Google made a major announcement today that by the end of the year will begin removing identifying data from its search logs after 18 -24 months:
They’ve released a log retention FAQ (PDF) with more details, including how they will “anonymize” the log data:
What does it mean to anonymize the logs?
We will change some of the bits in the IP address in the logs as well as change the cookie information. We’re still developing the precise technical methods and approach to this, but we believe these changes will be a significant addition to protecting user privacy.
How do these anonymizing measures protect user privacy?
Changing the bits of an IP address makes it less likely that the IP address can be associated with a specific computer or user. Cookie anonymization makes it less likely that a cookie can be used to identify a user.
Do these changes guarantee anonymization?
It is difficult to guarantee complete anonymization, but we believe these changes will make it very unlikely users could be identified.

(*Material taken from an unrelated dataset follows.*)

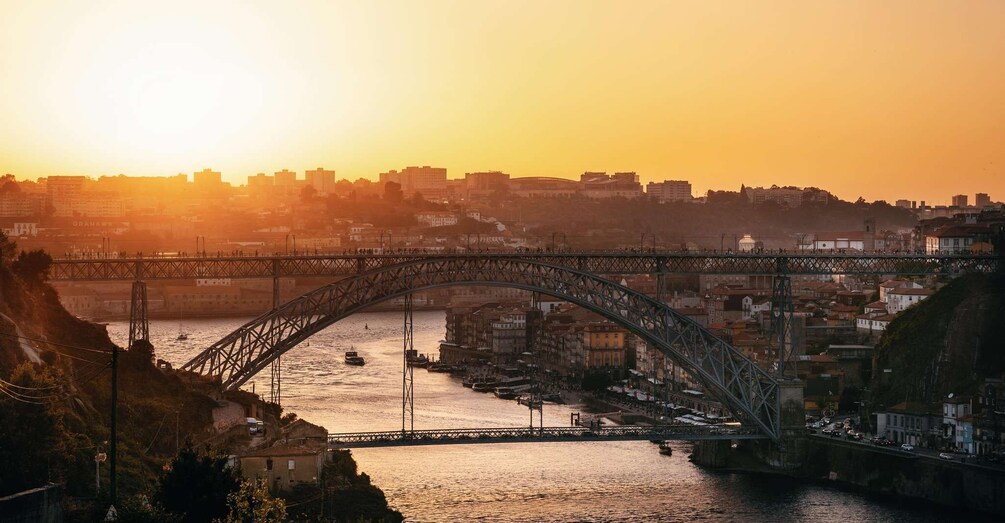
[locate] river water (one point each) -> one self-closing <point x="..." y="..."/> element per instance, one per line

This is an important and promising step towards greater privacy and protection of personal search history records. But remember, AOL thought they had released anonymized data as well. Just because and IP and cookie has been modified doesn’t mean that user privacy is ensured. The preferred solution would be for Google to purge the data altogether after, or just don’t collect it in the first place.
Unfortunately I don’t have much time for further analysis (baby, dissertation, oh my!), but 27B Stroke 6 is on top of it, and CNet has reaction from CDT, EFF, and others.
When they change the IP an other internet user can be suspected!